College Humor has a new video out, part of their ongoing "If Google was a guy" series. They have you imagine a pre-internet time where a guy in an office would answer people's questions. In the new one, there's a segment where an average American searches for information on vaccines.
It's even funnier in the longer form video, where he goes on to shout,
"JUST BECAUSE I HAVE IT, DOESN'T MEAN IT'S TRUE!"
Yeah. Funny, huh? Not so much. This is exactly what anti-GMO folks look like to those of us who have read the literature in the field.
And if you think I'm kidding about this list, I'm not. Here is my clip of Stephanie Seneff speaking at the last March Against Monsanto that I attended. It's my own vid, I saw her say these things myself, and I manage not to laugh.
Seneff is an author of one sheet of paper in this guy's hand. It's a vanity published paper of free-range associations and correlations that are actually laughable if you understand the science. She's done no work in the related biology of this field, she's been in computer science for decades. In fact, it should have all just be incorporated to Tyler Vigen's Spurious Correlations site.
The real question is: how do people want science-related policy decisions to be made? Do you want them done by this woman with a Google search? Or by the author of that one result?
What if it was about vaccines? Or on climate? Or maybe birth control--you want that call made by the HobbyLobby health team, or do you want it made by qualified practitioners in the field?

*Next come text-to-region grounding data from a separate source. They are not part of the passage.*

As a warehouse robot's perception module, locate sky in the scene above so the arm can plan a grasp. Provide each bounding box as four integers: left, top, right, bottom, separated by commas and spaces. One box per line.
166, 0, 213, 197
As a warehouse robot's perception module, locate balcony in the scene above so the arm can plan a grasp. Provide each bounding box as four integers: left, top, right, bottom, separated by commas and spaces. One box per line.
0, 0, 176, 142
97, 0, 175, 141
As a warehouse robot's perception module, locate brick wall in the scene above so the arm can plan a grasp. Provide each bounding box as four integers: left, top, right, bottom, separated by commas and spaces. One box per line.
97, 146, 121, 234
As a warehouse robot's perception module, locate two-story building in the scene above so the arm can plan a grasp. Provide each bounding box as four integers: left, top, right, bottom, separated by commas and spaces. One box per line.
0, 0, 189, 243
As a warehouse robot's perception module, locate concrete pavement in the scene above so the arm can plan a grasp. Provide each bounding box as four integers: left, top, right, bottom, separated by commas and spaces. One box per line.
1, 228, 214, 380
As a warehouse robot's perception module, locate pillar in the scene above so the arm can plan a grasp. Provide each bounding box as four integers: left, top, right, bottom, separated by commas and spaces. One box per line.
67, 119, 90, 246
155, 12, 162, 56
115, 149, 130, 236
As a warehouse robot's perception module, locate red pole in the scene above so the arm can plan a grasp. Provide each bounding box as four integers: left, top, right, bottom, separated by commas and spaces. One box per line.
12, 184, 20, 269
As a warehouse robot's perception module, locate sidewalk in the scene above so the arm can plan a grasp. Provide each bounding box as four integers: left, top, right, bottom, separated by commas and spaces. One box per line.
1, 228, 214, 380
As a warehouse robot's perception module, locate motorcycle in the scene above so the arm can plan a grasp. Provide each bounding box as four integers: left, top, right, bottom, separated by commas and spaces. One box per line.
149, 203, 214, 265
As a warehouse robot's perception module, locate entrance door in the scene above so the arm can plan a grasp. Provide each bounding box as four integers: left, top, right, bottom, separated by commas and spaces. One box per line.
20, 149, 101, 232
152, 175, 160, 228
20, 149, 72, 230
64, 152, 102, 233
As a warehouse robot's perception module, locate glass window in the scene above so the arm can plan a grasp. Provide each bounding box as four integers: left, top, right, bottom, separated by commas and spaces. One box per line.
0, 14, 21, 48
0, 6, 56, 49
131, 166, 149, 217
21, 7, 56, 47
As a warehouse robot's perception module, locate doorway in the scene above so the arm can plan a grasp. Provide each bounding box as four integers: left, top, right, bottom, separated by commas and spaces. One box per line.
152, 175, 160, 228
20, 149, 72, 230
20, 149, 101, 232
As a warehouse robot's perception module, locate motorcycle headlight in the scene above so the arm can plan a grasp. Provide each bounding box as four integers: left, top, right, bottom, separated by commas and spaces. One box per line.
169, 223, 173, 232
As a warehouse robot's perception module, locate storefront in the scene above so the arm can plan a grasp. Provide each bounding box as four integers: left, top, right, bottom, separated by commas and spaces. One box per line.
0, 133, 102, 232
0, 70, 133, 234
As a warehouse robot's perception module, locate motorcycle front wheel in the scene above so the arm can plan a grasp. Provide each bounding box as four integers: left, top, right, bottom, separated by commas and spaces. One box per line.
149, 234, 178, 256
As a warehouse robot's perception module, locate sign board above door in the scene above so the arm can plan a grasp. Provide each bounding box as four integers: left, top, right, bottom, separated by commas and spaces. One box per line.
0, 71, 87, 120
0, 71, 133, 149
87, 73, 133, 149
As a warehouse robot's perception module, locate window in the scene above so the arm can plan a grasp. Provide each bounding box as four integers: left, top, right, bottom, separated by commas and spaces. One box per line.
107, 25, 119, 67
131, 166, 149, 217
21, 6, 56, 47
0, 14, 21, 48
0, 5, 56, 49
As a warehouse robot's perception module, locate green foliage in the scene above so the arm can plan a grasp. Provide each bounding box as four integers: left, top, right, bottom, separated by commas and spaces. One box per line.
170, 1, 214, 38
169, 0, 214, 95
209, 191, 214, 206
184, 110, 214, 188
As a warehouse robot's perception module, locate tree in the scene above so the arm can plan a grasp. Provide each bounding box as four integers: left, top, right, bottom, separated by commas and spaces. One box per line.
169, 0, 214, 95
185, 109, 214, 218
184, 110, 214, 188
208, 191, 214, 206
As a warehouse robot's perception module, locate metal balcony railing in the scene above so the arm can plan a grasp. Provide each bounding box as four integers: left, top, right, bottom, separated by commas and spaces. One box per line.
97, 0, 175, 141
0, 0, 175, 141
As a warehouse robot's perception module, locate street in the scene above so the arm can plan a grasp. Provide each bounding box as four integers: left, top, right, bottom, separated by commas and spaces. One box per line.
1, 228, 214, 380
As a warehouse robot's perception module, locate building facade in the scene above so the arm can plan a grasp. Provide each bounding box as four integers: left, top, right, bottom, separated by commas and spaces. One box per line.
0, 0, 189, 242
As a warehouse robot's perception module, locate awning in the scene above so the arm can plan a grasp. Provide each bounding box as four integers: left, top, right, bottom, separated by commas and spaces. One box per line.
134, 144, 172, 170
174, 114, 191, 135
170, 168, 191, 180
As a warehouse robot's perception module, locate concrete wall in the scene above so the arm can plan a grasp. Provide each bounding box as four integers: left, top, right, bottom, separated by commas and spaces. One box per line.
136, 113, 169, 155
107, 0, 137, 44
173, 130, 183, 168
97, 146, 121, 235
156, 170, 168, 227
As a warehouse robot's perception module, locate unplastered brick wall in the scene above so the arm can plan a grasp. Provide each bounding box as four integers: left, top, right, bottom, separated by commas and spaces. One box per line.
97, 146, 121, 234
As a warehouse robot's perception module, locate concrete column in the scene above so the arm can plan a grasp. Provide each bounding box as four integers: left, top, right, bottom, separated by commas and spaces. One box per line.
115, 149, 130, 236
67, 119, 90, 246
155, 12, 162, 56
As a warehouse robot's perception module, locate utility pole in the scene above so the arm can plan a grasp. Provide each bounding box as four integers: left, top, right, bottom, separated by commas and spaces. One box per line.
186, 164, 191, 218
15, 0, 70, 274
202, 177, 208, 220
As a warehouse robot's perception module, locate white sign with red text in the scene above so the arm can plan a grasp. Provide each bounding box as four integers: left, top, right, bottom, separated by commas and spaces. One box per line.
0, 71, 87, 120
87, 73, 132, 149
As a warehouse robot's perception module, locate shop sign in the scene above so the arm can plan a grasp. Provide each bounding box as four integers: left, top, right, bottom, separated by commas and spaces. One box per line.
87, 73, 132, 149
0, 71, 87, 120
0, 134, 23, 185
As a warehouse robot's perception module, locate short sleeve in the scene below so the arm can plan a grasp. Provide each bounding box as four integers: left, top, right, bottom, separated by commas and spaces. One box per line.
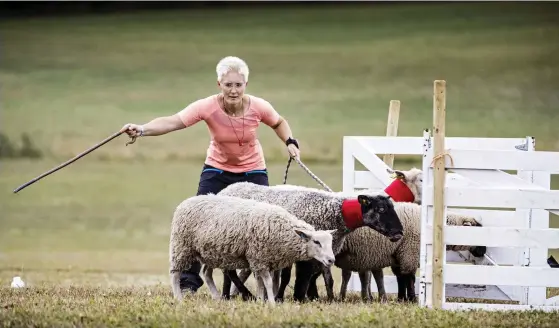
258, 99, 281, 127
175, 99, 206, 128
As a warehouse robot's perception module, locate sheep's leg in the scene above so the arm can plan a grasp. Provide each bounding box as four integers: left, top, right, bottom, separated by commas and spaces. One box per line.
231, 269, 252, 297
225, 269, 256, 302
255, 272, 267, 302
255, 275, 266, 301
306, 271, 321, 301
405, 272, 417, 303
202, 266, 221, 300
399, 273, 416, 303
221, 269, 232, 300
363, 271, 373, 301
391, 263, 407, 302
170, 271, 183, 301
169, 239, 194, 299
293, 261, 314, 302
371, 269, 387, 303
256, 270, 276, 306
339, 269, 352, 301
272, 270, 280, 296
397, 275, 407, 302
358, 271, 371, 302
322, 267, 335, 302
229, 272, 239, 297
275, 266, 292, 302
367, 272, 374, 301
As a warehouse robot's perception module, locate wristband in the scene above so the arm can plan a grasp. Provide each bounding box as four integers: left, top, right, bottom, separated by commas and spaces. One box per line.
285, 137, 299, 149
139, 125, 145, 137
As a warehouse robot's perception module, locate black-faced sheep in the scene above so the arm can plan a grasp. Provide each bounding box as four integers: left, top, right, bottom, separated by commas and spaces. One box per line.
334, 167, 485, 302
303, 167, 424, 302
335, 202, 487, 303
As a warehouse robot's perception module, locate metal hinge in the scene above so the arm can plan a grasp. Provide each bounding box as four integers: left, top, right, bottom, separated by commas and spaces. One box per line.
515, 141, 528, 151
515, 136, 535, 151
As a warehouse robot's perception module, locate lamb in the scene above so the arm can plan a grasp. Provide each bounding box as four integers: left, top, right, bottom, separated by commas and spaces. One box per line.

Turns out, we can ask that question. Jayson Lusk is an agricultural policy and consumer behavior researcher, and he's been running regular surveys called the Food Demand Survey (FooDS). In the new survey, he asked:
The first question asked: “Decisions about food policy should be based mainly on the views and advice of experts OR decisions about food policy should be based mainly on the views of the average American.”
Response (
PDF):
More than two-thirds of respondents wanted policy decisions related to use of growth hormones and GMO labeling to be based on expert advice.
So 71% of people say they want decisions about the labeling of genetically modified food made by the "views and advice of experts". And we have statements from all sorts of
scientific organizations around the world that have concluded that GMOs are safe.
Isn't it funny when the data doesn't seem to resemble reality at all? Or, maybe, not so much.